There are some people who are non-Keynesian because they are something else, an Institutionalist for example. Or they advocate small government so that Keynesian economics promotes what they oppose and are therefore against public spending irrespective of what good it might do in recession. But some – and these are very few in number – believe that Keynesian economics is just plain bad economics, can only do harm and can never do an economy any good.
Now speaking of Bad Economics, that is the title of a book by my long time friend Peter Smith. He has written his book in the same way I have written mine, which was in a fit of disgust at the stimulus in 2009 and the way it is driving our economies into the ground. And while we are on the subject of bad economics, I have just been looking at a story in today’s Age by Tim Colebatch on the investment situation in Australia, “Non-mining investment plummets”. The story begins:
BUSINESS investment in the non-mining economy has shrunk to its lowest share of gross domestic product for almost 40 years . . . and appears set to fall lower still.

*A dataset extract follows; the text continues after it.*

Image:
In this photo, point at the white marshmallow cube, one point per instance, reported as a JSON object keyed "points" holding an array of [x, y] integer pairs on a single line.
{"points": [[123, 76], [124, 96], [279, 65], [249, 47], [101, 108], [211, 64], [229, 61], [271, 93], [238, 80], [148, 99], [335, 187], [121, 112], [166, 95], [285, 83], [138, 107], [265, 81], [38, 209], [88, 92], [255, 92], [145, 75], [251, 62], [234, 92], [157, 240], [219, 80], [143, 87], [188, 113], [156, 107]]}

The Bureau of Statistics estimates that in the nine months to March, business investment in manufacturing and services such as finance, retailing and IT fell to 4.95 per cent of GDP, its lowest level since 1972-73.
The bureau’s quarterly survey, taken in April and May, found companies plan to invest even less in 2012-13. Manufacturers’ investment plans were 11 per cent lower than at the same stage last year, while service companies’ plans were down 4 per cent.
Even if these plans are upgraded as usual over the year ahead, the survey implied that non-mining business investment would shrink, to about 4.5 per cent of GDP.
That would take it back to levels last seen 60 years ago, in the savage bust that followed the Korean War boom.
The bit I left out is Tim’s conjecture that the death of investment is due to the high dollar. No doubt some of it is, but really we are dealing with an economy so badly managed that it is hard to know where to start. A high dollar does not alone cause the collapse of non-mining investment in such a comprehensive way.
But this is mere preamble. Tomorrow I am launching Peter Smith’s Bad Economics (Connor Court: $29.95) at a Quadrant dinner in Sydney. And what is so notable about his book is its relentless anti-Keynesian theme. A very rare species even in our day and age when you would think such books would be dime a dozen. The reality: I hardly know of any other besides his and mine. Peter will speak on his book and on how he sees economic theory and policy. It should be a very entertaining night.
And then I am back in Melbourne on Friday doing a presentation to our School to which any Catallaxy readers who happens to be close by are welcome to come. Here is the School notice:
Location: Swanston Academic Building (445 Swanston Street – Level 11)
Schedule: There will be a light lunch served at 12.30pm and the presentation will run from 1.00pm to 2.00pm, including question time. Please be aware that although lunch will be served in the presentation room, attendees are required to dispose of their own plates / cups / litter / etc following the presentation .
Presenter: Dr Steven Kates (RMIT)
Title: Classical Macro: What You Should have been Taught but Weren’t
Abstract: The classical theory of the cycle was the macroeconomics of the mid-nineteenth century. Embedded within this theory was a theory of employment that is the antithesis of the Keynesian theory that remains at the core of economic policy to this day. The classical theory was summarised by John Stuart Mill in his fourth proposition on capital which stated that the demand for commodities was not demand for labour; that is, you could not generate growth from the demand side of the economy. [This, let me emphasise, is Mill and not Kates!] Demand for labour was, instead, created by capital. Employment and the real wage varied directly with the amount of capital an economy possessed. An understanding of Mill and classical macroeconomics would not only explain why the stimulus failed to stimulate economic growth and a return to full employment, but would also help explain what measures would be effective to achieve these ends.
The seminar presents a model of the economy that explains in simple terms how economies function.
These are presentations, both mine and Peter’s, by charter members of the Australian School of Economics. More on this anon.